The right partners for the right tasks (backed by the right tech)

So, what if the order flow is a little more complicated – pick up some papers from home, photocopy them and then deliver them to your office?

“We work on matching the right partner to the right task. For this particular example, we would need a partner who has done over 100 tasks and has an 85 to 90 percent approval rate. Assigning depends on the task, store, and neighborhood,” says Mukund. Once a customer confirms an order, the algorithm checks the type of task, store location, looks for the item list, and helps estimate the supply time to reach the store and the estimated arrival time.

“The runner needs to know the cost he makes out of the transaction, which is typically Rs 65 or Rs 90, depending on his ratings.
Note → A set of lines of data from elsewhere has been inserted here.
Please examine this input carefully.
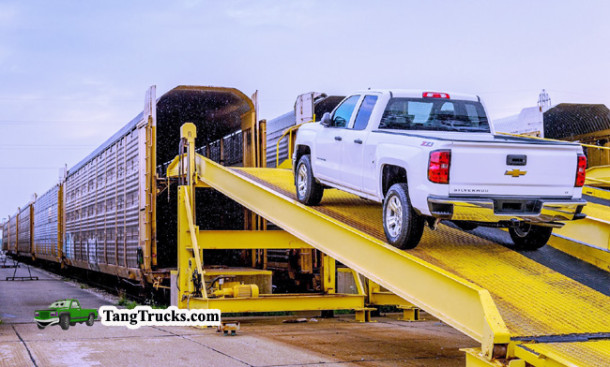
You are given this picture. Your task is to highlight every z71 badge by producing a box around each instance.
[504,168,527,177]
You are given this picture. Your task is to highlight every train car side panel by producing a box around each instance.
[64,126,139,278]
[34,185,59,261]
[17,203,34,256]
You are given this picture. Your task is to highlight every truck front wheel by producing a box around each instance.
[383,183,425,249]
[294,154,324,205]
[59,315,70,330]
[508,223,553,251]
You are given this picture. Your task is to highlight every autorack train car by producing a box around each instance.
[3,86,258,284]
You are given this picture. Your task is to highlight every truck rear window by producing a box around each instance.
[379,98,490,132]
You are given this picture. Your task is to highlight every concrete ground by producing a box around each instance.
[0,268,477,367]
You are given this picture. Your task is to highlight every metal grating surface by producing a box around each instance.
[236,169,610,336]
[519,340,610,367]
[34,186,59,258]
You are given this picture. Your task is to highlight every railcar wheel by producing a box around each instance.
[508,223,553,251]
[294,154,324,205]
[383,183,425,249]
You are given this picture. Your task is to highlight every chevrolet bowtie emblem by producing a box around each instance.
[504,168,527,177]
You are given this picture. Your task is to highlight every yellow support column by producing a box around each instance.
[321,254,337,294]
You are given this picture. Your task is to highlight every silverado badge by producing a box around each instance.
[504,168,527,177]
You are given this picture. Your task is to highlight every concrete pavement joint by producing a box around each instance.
[12,326,38,367]
[151,326,254,367]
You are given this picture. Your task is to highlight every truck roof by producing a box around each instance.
[357,89,480,101]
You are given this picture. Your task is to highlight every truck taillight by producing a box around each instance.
[422,92,449,99]
[428,150,451,184]
[574,154,587,187]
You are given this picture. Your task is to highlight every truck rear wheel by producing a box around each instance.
[508,223,553,251]
[294,154,324,205]
[59,315,70,330]
[383,183,425,249]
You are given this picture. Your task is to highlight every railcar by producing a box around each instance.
[3,86,256,285]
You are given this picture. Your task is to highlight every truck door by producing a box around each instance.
[312,95,360,183]
[70,300,83,319]
[341,95,378,192]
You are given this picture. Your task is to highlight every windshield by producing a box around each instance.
[49,300,68,308]
[379,98,490,132]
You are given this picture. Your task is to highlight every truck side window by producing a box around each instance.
[354,96,377,130]
[333,96,360,127]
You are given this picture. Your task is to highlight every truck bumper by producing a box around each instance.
[428,196,587,223]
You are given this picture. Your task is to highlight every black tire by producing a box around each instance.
[453,220,478,231]
[508,223,553,251]
[59,315,70,330]
[85,313,95,326]
[294,154,324,205]
[383,183,425,250]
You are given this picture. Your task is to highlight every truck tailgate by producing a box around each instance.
[449,141,581,198]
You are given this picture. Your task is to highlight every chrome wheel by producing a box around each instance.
[297,164,307,197]
[385,196,402,237]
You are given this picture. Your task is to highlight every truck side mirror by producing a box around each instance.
[320,112,333,127]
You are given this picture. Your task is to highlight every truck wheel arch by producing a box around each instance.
[295,145,311,164]
[381,164,408,198]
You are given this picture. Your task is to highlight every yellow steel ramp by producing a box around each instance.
[192,159,610,366]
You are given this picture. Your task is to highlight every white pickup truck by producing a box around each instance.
[292,90,587,250]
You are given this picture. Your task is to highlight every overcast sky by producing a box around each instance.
[0,0,610,219]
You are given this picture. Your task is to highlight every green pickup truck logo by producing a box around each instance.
[34,299,97,330]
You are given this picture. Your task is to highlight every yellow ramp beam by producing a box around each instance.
[198,158,510,358]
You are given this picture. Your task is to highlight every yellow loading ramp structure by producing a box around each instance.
[168,124,610,367]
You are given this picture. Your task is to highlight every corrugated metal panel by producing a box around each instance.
[64,124,139,269]
[8,213,19,253]
[267,92,344,167]
[267,111,295,168]
[544,103,610,139]
[34,185,59,258]
[17,204,33,254]
[2,222,8,251]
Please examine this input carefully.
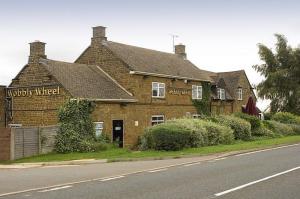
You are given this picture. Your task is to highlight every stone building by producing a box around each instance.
[0,26,255,147]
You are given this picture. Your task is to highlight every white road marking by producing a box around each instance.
[215,166,300,197]
[148,168,167,173]
[100,176,125,182]
[234,144,300,157]
[0,144,300,198]
[38,185,72,193]
[40,164,80,169]
[183,162,201,167]
[215,157,227,161]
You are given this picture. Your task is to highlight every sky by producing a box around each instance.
[0,0,300,110]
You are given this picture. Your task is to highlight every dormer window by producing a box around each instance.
[192,85,202,99]
[152,82,166,98]
[237,88,243,100]
[217,88,225,100]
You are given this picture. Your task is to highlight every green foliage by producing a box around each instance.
[203,121,234,145]
[192,82,211,115]
[140,119,234,150]
[272,112,300,125]
[216,115,251,140]
[264,120,296,135]
[234,112,262,131]
[55,100,96,153]
[253,34,300,115]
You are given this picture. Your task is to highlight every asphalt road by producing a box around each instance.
[0,145,300,199]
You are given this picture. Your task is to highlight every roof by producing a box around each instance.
[39,59,136,102]
[103,41,212,81]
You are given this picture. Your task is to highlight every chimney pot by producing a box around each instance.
[92,26,107,46]
[29,40,47,60]
[175,44,186,59]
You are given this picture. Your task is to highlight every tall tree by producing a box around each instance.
[253,34,300,115]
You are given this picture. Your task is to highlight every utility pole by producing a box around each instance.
[170,34,179,52]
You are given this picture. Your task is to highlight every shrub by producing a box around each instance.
[264,112,273,120]
[252,125,278,138]
[216,115,251,140]
[203,121,234,145]
[55,100,96,153]
[272,112,300,125]
[234,112,262,131]
[264,120,295,135]
[145,123,190,151]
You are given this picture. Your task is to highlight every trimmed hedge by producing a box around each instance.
[272,112,300,125]
[140,119,234,151]
[216,115,251,140]
[234,112,262,131]
[264,120,296,135]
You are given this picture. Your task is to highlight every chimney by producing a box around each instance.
[29,41,47,62]
[175,44,186,59]
[92,26,107,46]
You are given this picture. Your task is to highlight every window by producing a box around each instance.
[217,88,225,100]
[151,115,165,126]
[152,82,165,98]
[192,85,202,99]
[193,114,201,119]
[237,88,243,100]
[94,122,103,137]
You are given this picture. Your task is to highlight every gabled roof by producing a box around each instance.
[39,59,136,102]
[103,41,212,81]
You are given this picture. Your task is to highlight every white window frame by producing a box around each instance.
[151,82,166,98]
[151,115,165,126]
[217,88,226,100]
[237,88,243,100]
[192,85,203,99]
[94,122,104,137]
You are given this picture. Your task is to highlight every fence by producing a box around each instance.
[0,126,58,160]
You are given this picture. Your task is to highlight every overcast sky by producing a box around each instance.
[0,0,300,108]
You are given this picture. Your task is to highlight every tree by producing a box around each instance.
[253,34,300,115]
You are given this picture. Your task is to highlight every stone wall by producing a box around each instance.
[0,86,6,128]
[0,128,10,161]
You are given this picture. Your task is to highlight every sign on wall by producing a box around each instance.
[7,86,60,97]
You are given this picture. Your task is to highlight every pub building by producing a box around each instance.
[0,26,256,147]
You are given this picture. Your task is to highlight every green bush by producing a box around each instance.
[264,120,296,135]
[55,100,96,153]
[203,121,234,145]
[216,115,251,140]
[234,112,262,131]
[290,124,300,135]
[146,123,190,151]
[272,112,300,125]
[252,125,278,138]
[264,112,273,120]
The delivery partner sees the value of the transaction and accepts the button, and if the pickup location is within 3 km,” says Kabeer. The incentives are dependent on two things – the number of orders completed and the nature of the order (a more complicated order might have a higher incentive vis-a-vis a simple, straightforward order like buying a soft drink bottle from a neighborhood store).

A complicated task like buying a month’s supply of groceries will give the partner an incentive of Rs 90, while buying a packet of chips or a soft drink bottle will give Rs 65. But the costs and amounts vary on the city, the area, and the type of tasks. “Now, the entire delivery cycle takes 35 to 38 minutes. Earlier, it would take 45 minutes,” says Kabeer.

Bike taxis for the win

What has helped optimize this is the launch of bike taxis, which they have currently piloted in Gurugram. Kabeer explains that this helps reduce the cost per transaction, as they are also gaining from a ride. “The value of the transaction is pre-determined by the algorithm, which makes it simpler to communicate the same to the user,” says Kabeer. The algorithms base historical data, behavioral patterns of consumers in different areas and predict when the demand will be high or low.